18.2 Ist in einem Einzelauftrag keine feste Laufzeit vereinbart, hat sich der Auftraggeber aber zur Abnahme eines festen Kontingents (z.B. Anzahl von Personentagen) verpflichtet, so gilt für den vereinbarten Vergütungsanspruch im Falle einer vorzeitigen ordentlichen Kündigung durch den Auftraggeber § 649 S. 2 BGB entsprechend.

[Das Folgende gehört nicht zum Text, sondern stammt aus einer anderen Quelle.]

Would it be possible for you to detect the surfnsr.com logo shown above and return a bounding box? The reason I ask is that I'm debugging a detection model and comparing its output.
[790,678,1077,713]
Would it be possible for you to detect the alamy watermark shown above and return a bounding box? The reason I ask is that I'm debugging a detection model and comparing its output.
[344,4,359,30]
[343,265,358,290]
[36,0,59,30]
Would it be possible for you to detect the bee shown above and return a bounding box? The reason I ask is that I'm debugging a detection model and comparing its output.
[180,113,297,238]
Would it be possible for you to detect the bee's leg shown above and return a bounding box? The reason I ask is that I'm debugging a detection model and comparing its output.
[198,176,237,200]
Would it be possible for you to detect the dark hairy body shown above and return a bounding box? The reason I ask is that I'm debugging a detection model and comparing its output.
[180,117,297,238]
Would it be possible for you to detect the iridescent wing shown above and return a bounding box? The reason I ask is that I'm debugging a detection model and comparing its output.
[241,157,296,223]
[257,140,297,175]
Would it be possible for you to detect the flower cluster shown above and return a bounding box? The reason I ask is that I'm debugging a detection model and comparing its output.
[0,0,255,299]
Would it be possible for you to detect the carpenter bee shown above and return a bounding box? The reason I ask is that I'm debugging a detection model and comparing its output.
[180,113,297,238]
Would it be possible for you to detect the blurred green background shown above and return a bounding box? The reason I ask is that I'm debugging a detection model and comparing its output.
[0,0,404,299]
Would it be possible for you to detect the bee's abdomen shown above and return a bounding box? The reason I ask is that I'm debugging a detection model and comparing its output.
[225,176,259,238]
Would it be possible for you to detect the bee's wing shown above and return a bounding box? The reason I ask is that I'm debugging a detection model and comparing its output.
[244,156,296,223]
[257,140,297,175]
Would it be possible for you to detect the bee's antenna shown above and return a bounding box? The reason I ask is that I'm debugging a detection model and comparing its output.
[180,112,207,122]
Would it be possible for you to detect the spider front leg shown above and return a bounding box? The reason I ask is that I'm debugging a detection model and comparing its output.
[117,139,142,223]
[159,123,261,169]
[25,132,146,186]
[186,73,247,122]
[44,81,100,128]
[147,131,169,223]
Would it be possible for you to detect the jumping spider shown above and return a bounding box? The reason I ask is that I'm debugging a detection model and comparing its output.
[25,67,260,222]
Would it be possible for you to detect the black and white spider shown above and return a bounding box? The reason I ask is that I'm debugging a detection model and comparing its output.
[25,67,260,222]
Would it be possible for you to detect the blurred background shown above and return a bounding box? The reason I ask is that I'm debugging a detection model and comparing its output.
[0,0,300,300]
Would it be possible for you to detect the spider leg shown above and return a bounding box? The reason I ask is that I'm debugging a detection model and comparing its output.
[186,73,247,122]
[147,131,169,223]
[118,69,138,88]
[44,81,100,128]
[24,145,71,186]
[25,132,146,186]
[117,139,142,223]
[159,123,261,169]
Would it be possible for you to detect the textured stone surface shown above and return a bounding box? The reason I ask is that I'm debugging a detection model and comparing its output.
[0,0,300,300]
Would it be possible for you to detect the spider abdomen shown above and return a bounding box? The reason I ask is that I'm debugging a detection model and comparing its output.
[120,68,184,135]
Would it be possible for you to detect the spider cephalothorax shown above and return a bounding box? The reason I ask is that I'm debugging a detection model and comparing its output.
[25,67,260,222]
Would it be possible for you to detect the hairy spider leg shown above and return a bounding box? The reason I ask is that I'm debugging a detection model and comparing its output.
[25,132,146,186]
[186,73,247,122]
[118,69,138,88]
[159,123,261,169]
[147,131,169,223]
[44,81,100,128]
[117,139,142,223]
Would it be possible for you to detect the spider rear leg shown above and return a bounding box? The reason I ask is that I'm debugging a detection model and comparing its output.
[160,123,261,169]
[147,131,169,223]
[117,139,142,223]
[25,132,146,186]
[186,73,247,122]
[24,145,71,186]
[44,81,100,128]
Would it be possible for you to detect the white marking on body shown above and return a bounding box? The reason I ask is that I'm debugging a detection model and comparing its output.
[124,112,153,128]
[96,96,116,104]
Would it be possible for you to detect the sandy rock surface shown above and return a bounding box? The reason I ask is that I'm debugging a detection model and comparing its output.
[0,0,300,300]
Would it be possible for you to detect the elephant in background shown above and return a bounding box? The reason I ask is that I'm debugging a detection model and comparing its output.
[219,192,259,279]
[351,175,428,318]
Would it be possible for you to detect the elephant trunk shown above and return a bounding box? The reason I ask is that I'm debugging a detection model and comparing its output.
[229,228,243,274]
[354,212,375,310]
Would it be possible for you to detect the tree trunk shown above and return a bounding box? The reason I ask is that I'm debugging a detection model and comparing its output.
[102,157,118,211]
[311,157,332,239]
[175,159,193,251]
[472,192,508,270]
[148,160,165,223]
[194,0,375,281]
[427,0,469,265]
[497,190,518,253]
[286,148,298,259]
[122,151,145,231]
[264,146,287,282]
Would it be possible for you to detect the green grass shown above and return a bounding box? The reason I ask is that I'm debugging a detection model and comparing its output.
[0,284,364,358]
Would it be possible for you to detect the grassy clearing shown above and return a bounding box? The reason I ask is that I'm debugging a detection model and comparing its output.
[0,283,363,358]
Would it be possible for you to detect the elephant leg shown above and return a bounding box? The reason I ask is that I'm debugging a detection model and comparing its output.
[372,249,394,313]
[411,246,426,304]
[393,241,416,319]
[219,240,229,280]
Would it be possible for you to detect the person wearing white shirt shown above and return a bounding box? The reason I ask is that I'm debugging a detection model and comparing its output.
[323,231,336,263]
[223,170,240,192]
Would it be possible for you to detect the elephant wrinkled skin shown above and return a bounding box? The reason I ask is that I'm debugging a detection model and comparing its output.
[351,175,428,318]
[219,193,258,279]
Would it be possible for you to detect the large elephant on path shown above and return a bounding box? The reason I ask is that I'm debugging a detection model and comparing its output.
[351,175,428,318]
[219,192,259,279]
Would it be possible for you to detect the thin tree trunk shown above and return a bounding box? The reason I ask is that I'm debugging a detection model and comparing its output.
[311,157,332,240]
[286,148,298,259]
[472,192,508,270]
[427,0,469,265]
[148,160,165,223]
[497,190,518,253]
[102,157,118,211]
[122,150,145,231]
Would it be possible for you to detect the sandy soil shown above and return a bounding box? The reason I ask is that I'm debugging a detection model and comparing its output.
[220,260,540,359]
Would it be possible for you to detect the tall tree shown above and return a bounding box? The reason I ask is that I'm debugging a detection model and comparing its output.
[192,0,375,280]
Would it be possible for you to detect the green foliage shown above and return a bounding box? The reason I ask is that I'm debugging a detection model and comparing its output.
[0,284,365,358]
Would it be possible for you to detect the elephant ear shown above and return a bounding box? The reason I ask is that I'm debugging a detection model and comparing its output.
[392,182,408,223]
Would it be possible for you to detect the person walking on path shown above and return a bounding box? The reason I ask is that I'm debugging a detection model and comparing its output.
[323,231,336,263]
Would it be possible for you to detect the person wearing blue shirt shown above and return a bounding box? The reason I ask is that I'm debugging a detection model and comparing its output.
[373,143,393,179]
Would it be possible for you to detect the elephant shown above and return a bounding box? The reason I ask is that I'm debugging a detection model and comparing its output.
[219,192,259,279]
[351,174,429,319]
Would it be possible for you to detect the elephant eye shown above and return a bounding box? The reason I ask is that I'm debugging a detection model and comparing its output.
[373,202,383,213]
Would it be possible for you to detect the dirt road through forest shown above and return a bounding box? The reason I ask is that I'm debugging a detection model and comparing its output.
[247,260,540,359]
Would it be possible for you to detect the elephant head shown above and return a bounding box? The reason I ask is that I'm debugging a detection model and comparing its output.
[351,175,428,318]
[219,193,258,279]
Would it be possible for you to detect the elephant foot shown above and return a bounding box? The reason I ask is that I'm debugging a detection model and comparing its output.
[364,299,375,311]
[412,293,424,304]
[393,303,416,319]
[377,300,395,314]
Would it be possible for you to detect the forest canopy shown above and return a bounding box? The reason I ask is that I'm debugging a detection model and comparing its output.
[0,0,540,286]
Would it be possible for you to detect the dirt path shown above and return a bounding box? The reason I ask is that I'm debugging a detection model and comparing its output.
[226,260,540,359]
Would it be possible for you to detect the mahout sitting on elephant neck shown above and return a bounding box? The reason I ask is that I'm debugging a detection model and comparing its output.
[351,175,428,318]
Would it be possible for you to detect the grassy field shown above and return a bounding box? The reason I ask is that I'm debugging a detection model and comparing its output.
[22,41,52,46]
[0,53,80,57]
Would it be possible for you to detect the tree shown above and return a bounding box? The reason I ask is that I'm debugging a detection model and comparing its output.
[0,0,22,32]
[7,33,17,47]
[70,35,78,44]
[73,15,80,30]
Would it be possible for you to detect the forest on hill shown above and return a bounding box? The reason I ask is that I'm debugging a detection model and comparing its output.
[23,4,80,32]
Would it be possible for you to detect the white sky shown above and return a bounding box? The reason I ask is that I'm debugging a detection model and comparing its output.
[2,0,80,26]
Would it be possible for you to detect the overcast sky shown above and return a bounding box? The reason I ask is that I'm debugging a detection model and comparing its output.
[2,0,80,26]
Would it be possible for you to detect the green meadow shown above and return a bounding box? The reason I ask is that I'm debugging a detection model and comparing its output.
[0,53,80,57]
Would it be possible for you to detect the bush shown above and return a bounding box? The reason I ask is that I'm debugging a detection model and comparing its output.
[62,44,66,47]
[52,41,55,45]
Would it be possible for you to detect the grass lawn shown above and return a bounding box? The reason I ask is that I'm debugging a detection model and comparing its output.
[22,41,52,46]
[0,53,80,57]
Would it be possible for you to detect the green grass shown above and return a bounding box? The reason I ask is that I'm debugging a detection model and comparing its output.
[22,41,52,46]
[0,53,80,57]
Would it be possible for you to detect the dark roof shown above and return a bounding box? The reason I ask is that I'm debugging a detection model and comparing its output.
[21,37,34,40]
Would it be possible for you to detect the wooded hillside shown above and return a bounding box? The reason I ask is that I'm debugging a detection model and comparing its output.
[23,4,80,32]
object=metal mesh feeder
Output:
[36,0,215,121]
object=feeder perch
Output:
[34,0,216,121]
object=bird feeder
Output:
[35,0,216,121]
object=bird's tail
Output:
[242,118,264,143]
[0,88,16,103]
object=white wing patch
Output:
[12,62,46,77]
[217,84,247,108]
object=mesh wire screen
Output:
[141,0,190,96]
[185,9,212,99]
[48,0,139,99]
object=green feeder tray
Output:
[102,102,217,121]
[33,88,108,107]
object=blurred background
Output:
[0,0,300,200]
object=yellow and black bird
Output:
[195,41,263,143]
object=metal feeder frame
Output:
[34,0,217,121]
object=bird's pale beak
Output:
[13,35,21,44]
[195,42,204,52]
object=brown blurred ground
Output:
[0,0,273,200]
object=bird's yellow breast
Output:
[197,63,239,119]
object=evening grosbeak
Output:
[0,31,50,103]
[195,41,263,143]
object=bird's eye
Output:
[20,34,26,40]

18.3 Im Übrigen gelten die gesetzlichen Kündigungsregeln.

§ 19 Eigentumsvorbehalt

19.1 Soweit SAXONIA zur Lieferung und Übereignung einer Sache oder zur Übertragungs eines Rechtes verpflichtet ist, ist die Übereignung bzw. Übertragung bis zur Zahlung der vereinbarten Vergütung aufgeschoben.

§ 20 Geheimhaltung, Datenschutz

20.1 Die Parteien sind verpflichtet, die ihnen im Zusammenhang mit der Vertragsbeziehung zur Kenntnis gelangten vertraulichen Informationen unbefristet geheim zu halten und sie ausschließlich zur Erreichung des Vertragszwecks zu nutzen.

20.2 SAXONIA ist berechtigt, den Auftraggeber öffentlich und auf seiner Internetpräsenz unter grober Umschreibung der Art des Einzelauftrags als Kunden zu nennen.

20.3 Die Parteien werden personenbezogene Daten des Vertragspartners stets unter Einhaltung der Bestimmungen des Datenschutzes und nur für vertraglich vereinbarte Zweck erheben, verarbeiten und nutzen. Sie werden diese Daten gegen den unbefugten Zugriff sichern.

§ 21 Begriff des Einzelauftrags

21.1 Soweit in diesen Bedingungen der Begriff des „Einzelauftrag“ verwendet wird, ist damit kein Auftragsverhältnis im Sinne des BGB, sondern ein Vertragsverhältnis gemeint. Die verwendete Terminologie nimmt darauf Bezug, dass Rahmenverträge oft von Einzelbeauftragung sprechen.

21.2 Entsprechendes gilt auch für die Verwendung des Begriffes des Auftraggebers.

§ 22 Anwendbares Recht, Gerichtsstand

22.1 Diese Bedingungen und alle auf ihrer Grundlage geschlossenen Einzelaufträge unterliegen dem materiellen deutschen Recht unter Ausschluss des UN-Kaufrechts.

22.2 Gerichtsstand für alle Streitigkeiten, die ihre Grundlage im abgeschlossenen Einzelauftrag oder diesen Bedingungen haben, ist Dresden. Jede Vertragspartei kann zusätzlich auch an ihrem allgemeinen Gerichtsstand verklagt werden.

§ 23 Salvatorische Klausel

23.1 Sollten einzelne Bestimmungen dieser Bedingungen oder des Einzelauftrags unwirksam sein oder werden, so wird die Wirksamkeit der übrigen Bestimmungen hierdurch nicht berührt. An die Stelle der unwirksamen Bestimmung tritt eine Ersatzregelung, welche in zulässiger Weise dem von den Parteien angestrebten wirtschaftlichen Zweck möglichst nahe kommt.

23.2 Die vorstehende Regelung gilt entsprechend für unbeabsichtigte Lücken.